The General Agreement on Tariffs and Trade (GATT), which began work in 1948, was the precursor to the modern-day WTO, which now has more than 160 members. The International Monetary Fund and the World Bank both emerged from an agreement signed in 1944 at Bretton Woods in the northeastern U.S. state of New Hampshire and soon became the main planks of the international finance system.
By tradition, the World Bank is led by an American while a European is at the helm of the IMF.
Multilateral institutions also began taking root on the other side of the Atlantic, including the Brussels-based NATO alliance, which includes the United States and nearly all of Europe.
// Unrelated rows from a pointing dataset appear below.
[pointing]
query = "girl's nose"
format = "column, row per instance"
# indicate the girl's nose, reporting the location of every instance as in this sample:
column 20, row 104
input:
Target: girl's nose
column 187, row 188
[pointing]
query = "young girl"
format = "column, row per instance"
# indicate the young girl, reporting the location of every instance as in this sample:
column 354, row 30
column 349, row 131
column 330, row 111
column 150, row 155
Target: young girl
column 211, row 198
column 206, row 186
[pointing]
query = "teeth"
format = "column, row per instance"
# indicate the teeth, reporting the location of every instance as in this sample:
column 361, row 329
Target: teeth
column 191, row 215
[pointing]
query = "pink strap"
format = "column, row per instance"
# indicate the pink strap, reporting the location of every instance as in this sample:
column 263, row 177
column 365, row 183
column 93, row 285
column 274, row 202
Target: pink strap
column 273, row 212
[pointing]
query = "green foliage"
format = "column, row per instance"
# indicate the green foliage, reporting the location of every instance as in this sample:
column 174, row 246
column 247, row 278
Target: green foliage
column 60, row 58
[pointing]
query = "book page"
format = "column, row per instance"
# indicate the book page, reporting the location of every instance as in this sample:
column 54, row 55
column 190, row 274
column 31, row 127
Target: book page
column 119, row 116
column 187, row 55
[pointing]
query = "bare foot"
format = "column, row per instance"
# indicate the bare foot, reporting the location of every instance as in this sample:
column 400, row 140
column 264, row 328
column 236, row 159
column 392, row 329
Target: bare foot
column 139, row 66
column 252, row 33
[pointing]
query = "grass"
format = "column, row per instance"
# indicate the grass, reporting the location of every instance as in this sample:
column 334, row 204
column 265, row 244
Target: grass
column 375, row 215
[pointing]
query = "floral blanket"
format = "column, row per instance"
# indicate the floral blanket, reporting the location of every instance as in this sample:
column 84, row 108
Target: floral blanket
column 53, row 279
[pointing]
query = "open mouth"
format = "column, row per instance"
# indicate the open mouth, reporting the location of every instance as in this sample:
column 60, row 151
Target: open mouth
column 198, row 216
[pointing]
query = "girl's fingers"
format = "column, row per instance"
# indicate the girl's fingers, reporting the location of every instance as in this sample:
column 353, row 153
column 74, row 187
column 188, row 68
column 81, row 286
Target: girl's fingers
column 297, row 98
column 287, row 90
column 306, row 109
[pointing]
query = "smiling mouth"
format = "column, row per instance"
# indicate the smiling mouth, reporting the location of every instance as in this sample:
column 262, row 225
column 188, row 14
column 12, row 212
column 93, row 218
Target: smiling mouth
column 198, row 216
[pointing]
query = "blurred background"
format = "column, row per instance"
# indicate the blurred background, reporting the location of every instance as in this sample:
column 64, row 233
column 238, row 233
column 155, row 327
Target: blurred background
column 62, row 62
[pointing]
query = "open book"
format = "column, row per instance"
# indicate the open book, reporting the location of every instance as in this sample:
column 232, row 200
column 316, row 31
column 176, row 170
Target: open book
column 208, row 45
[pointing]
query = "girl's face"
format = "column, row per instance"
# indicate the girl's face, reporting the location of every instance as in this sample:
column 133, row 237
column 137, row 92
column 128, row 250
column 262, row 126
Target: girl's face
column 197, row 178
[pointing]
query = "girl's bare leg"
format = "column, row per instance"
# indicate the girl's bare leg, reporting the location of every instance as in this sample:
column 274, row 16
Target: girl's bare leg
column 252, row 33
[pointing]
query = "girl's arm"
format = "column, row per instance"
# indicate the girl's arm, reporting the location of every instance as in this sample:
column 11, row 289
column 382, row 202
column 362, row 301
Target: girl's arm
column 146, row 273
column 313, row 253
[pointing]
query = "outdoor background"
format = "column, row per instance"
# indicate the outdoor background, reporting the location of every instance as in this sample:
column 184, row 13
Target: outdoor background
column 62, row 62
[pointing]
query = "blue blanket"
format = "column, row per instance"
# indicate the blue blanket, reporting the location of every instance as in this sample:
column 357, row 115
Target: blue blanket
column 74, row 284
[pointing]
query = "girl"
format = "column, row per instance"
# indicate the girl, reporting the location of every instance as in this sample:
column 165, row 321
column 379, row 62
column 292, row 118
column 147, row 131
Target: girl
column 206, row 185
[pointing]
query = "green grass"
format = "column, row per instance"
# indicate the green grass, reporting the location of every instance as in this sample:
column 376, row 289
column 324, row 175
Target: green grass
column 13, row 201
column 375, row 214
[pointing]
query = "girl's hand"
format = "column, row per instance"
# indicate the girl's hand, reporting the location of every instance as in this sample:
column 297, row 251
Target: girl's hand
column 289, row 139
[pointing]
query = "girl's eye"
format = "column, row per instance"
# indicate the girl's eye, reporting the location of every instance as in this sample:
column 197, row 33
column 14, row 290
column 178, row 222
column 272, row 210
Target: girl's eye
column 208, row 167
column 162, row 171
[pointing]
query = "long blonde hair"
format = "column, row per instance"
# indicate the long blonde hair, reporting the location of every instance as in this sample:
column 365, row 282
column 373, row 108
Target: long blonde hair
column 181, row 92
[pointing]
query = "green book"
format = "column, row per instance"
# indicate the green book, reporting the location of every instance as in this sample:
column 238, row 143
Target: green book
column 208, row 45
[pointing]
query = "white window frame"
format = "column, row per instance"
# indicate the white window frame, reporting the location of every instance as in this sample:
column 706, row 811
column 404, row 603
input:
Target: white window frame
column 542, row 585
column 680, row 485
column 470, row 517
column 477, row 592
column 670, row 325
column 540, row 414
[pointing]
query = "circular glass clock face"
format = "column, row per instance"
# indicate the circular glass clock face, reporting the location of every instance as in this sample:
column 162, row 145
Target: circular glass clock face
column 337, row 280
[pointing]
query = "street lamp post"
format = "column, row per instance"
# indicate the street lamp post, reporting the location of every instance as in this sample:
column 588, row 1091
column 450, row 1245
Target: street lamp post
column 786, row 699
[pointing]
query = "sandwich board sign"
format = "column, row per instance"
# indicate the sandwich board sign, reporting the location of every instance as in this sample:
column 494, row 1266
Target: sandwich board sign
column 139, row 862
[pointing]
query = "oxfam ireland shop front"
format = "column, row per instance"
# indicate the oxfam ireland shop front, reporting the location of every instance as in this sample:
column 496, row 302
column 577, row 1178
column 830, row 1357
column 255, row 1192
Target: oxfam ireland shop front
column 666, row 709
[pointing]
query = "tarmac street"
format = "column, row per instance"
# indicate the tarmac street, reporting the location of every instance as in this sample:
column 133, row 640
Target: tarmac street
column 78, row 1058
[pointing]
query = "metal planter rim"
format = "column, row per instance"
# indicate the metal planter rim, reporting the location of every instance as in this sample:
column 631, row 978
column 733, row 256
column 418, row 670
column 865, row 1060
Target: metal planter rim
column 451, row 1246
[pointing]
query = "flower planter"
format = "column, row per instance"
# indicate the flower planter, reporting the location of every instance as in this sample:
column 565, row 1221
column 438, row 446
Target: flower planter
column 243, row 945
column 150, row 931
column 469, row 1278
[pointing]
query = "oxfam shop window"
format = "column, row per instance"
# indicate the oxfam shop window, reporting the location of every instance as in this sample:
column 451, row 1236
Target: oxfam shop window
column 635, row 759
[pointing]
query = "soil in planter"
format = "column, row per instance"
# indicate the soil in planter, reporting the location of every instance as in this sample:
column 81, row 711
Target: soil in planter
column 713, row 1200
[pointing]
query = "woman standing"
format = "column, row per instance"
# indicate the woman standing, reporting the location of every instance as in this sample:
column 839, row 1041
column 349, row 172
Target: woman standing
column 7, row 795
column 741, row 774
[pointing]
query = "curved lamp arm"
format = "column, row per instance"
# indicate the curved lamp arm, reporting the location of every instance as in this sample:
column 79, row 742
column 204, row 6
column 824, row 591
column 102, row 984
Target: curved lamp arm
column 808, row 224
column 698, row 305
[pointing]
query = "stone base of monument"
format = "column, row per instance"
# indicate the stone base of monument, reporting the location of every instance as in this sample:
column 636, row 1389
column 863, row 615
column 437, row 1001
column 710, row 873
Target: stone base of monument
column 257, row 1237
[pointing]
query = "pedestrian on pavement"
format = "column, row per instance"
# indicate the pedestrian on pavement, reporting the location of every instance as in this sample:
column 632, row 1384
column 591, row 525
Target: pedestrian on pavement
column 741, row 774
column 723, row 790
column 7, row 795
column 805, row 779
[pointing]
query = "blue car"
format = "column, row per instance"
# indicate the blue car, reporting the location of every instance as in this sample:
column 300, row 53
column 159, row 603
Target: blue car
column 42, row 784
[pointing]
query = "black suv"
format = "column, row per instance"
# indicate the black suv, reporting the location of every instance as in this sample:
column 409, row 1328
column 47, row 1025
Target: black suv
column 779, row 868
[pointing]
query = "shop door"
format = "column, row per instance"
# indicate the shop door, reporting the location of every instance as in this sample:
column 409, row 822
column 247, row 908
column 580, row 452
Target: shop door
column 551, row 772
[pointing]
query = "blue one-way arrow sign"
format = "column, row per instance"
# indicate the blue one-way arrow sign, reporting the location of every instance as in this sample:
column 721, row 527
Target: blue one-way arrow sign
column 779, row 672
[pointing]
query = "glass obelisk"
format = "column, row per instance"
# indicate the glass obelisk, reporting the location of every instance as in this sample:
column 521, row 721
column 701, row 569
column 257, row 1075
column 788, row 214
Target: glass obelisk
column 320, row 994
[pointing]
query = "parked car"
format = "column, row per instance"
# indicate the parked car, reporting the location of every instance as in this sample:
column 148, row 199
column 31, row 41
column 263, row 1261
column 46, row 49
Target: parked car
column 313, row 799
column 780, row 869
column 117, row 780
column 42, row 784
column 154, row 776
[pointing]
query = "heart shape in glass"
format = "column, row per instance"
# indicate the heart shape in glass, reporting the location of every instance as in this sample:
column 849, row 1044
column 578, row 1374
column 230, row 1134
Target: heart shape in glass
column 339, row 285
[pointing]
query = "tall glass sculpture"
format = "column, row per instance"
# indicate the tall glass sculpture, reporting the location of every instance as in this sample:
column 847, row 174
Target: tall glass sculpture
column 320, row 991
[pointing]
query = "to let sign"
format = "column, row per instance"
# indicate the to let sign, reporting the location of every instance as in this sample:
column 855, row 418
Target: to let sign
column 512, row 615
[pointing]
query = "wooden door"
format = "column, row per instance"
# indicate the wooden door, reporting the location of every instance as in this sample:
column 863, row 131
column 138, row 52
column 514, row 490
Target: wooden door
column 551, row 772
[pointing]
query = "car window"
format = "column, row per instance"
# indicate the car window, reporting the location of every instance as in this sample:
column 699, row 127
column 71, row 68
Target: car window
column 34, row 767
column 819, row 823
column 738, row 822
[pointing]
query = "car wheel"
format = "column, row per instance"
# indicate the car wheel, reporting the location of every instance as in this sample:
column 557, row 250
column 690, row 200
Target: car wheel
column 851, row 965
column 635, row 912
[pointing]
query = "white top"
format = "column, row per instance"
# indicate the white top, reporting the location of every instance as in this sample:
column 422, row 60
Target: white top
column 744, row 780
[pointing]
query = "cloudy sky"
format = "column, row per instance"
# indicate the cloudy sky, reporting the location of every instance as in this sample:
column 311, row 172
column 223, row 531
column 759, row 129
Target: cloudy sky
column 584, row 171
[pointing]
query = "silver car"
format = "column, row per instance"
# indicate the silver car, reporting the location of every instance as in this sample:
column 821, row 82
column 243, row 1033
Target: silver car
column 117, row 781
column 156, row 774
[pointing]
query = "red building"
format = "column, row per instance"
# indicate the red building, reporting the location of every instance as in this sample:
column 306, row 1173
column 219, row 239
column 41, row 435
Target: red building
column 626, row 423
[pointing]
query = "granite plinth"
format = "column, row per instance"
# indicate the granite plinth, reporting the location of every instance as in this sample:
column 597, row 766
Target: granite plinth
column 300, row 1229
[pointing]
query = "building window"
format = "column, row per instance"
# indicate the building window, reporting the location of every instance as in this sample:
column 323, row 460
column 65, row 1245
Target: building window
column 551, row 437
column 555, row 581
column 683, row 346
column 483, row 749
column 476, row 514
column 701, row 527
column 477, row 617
Its birth came at a conference in Washington in 1949. Its creation was followed soon after by the European Coal and Steel Community, which initially included only six member nations but later morphed into the European Union, which is now a bulging club of 28 countries.
That number should be reduced to 27 within the next 12 months when Britain leaves and the resentments towards the E.U., which prompted the British public to vote for Brexit, are widespread. Italy’s new Prime Minister Giuseppe Conte, who made his international entrance at the G7 summit, was propelled into office after the Eurosceptic Five Star movement joined a right-wing coalition in Rome that has evoked comparisons with Trump’s rise.
French President Emmanuel Macron is among those who insist that multinational institutions are the best way to address grievances in the era of globalization as long as the bodies adapt and reform.
Ella Kokotsis of Toronto University’s Munk School of Global Affairs said that Ronald Reagan also clashed with his peers at the start of his tenure in the White House four decades ago but he soon made common ground with his fellow Western leaders at the height of the Cold War.
But the differences appear more profound this time round. “They [the other G7 leaders in the 1980s] were able to integrate Ronald Reagan into the fold quite quickly and he bought into the views of the rest of his G7 counterparts,” she told AFP. “Here we are seeing a different mood—it’s very unpredictable with Trump.”